Sonst aber setzte Lanz nicht darauf, Gauland aufs Glatteis zu führen, sondern zeigte vorbildlich, wie wir — Politiker, Journalisten, Teilnehmer in Talkshows — in öffentlichen Diskussionen mit AfD-Politikern umgehen sollten.

Die Meinung ist legitim, überhaupt keine AfD-Politiker in eine Sendung einzuladen, wenn diese zuvor übertrieben provoziert haben und darauf spekulieren, sozusagen zur Belohnung im TV erklären zu dürfen, wie sie das denn gemeint haben. Wer sie aber trotzdem einlädt, der macht es am besten wie Lanz — auch wenn der bisher im Schatten der öffentlich-rechtlichen Polit-Talker stand. Lanz gab Gauland keine Sekunde die Gelegenheit, sich in die Opferrolle zu begeben. Der Moderator blieb höflich, freundlich, ruhig und ließ Gauland ausreden, solange der nicht anfing, sich rauszureden. Er kam sogar aus, ohne Gauland auf seine Aussagen zu Integrationsministerin Özoguz und zur deutschen Wehrmacht anzusprechen. Zu häufig war Gauland darauf schon angesprochen worden, es hätte also nichts mehr gebracht.

"Was ist mit meinem türkischen Gemüsehändler?"

Gleich zu Beginn stellte Lanz Gaulands Aussage am Wahlsonntag in den richtigen Kontext, man wolle sich das Land zurückholen. Lanz sagte, er habe an Trumps Antrittsrede denken müssen und dem sei es darum gegangen, dem weißen Amerika die Macht zurückzugeben. "Wem wollen Sie etwas zurückgeben?" Lanz lässt Gauland lange zu Wort kommen, von den Menschen reden, die das Gefühl haben, ihr Land zu verlieren, sich nicht mehr auf die Straße trauen - um dann einzuhaken: "Wie definieren Sie, wer dazugehört? Gehöre ich mit meinem italienischen Pass dazu?"

Da wird es schnell eng für Gauland, der sagt, EU-Bürger seien kein Problem. Das gelte nur für Menschen aus einem fremden Kulturkreis. Lanz hakt nach: "Was ist mit meinem türkischen Gemüsehändler?" Gauland erwidert, dass ein in Schwaben geborener Gastarbeiter-Sohn natürlich Deutscher sei. Hier springt der konservative Journalist Robin Alexander Moderator Lanz zur Seite und verweist darauf, dass einige AfD-Politiker das im Wahlkampf zeitweise in Frage gestellt haben.

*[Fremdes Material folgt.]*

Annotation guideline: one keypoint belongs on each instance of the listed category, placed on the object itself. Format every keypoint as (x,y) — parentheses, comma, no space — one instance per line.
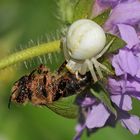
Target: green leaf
(65,107)
(117,43)
(82,9)
(100,92)
(101,19)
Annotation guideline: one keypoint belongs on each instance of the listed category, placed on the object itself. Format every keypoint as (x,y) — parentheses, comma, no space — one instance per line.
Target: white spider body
(84,44)
(85,39)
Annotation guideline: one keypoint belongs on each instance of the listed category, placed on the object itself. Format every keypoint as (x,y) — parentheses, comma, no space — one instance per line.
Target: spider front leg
(104,50)
(65,50)
(97,67)
(91,69)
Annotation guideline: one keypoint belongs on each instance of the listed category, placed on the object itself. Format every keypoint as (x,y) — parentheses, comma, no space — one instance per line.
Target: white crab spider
(84,44)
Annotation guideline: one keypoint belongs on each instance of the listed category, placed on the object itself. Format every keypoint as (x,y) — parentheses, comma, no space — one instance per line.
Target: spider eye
(85,39)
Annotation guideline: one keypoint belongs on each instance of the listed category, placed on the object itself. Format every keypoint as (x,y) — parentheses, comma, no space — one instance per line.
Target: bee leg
(61,68)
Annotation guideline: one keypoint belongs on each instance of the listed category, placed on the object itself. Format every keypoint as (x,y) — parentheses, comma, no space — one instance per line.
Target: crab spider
(84,44)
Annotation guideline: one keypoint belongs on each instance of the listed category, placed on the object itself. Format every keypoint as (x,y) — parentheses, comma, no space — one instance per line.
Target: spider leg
(91,69)
(100,65)
(105,49)
(64,46)
(97,67)
(83,68)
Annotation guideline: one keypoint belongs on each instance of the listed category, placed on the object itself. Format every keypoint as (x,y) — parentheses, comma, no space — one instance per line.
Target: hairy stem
(30,53)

Später gesteht Lanz Gauland zu, dass man die Haltung vertreten könne, die Flüchtlinge im September 2015 ins Land zu lassen, sei falsch gewesen. "Das muss man aushalten. Mein Punkt ist ein anderer: Haben Sie das Gefühl, es könnte was mit Ihnen zu tun haben, wenn die Kanzlerin auf unflätigste Art und Weise beschimpft wird? Fühlen Sie sich verantwortlich?"

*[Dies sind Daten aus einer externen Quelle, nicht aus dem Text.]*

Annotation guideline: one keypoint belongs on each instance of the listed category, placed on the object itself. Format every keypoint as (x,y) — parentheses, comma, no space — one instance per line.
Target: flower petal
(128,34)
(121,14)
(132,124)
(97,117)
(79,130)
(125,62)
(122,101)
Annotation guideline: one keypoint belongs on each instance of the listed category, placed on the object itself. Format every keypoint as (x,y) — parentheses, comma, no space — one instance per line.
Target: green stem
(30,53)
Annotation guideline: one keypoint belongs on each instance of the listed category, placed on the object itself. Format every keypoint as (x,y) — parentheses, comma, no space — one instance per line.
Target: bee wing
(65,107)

Gauland ist kein Politiker, dem anzusehen ist, wenn er sich windet - dafür ist er zu sehr Profi. Aber er windet sich. Er erwidert bloß, die AfD habe den Hass nicht hervorgerufen, die Fremden hätten die Leute auf die Barrikaden gebracht. Lanz überzeugt das nicht: "Das Rückwärtsgewandte, das Spiel mit der Angst, das, was Ihr Kollege Höcke vom Stapel lässt, das ist schwer zu ertragen. Können Sie das nachvollziehen?"

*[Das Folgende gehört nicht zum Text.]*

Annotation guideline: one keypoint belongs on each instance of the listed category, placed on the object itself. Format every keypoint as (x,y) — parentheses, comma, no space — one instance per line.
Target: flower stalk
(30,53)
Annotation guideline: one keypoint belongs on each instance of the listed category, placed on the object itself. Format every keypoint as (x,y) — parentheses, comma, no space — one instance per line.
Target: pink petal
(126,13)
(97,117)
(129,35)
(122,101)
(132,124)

"Hassprogramm im Social-Media"

Gauland leugnet erneut jede Verantwortung, wieder klinkt sich Journalist Robin Alexander ein und wirft Gauland vor, den Hass gezielt zu schüren. "Sie haben drei Leute, die in den USA den Social-Media-Auftritt für Trump gemacht haben. Sie haben ein Hassprogramm im Social-Media abgezogen, das diese Republik noch nicht erlebt hat. Das hat mit der Grenzöffnung nichts zu tun, das ist Ihre ureigene Verantwortung."

Gauland kommt da nicht mehr so recht raus. Es habe da einen Fall in den sozialen Netzwerken gegeben, räumt er ein, als ihnen etwas nicht vorgelegt worden war - dabei weiß er selbst, dass die AfD systematisch gegen Angela Merkel hetzt. Dass er darauf nicht hinweist, war eines der wenigen Versäumnisse von Lanz. Stattdessen macht er aber einen anderen Punkt: "Sie hätten auch die Leute von Barack Obama holen können. Diese Botschaft war schon gewollt."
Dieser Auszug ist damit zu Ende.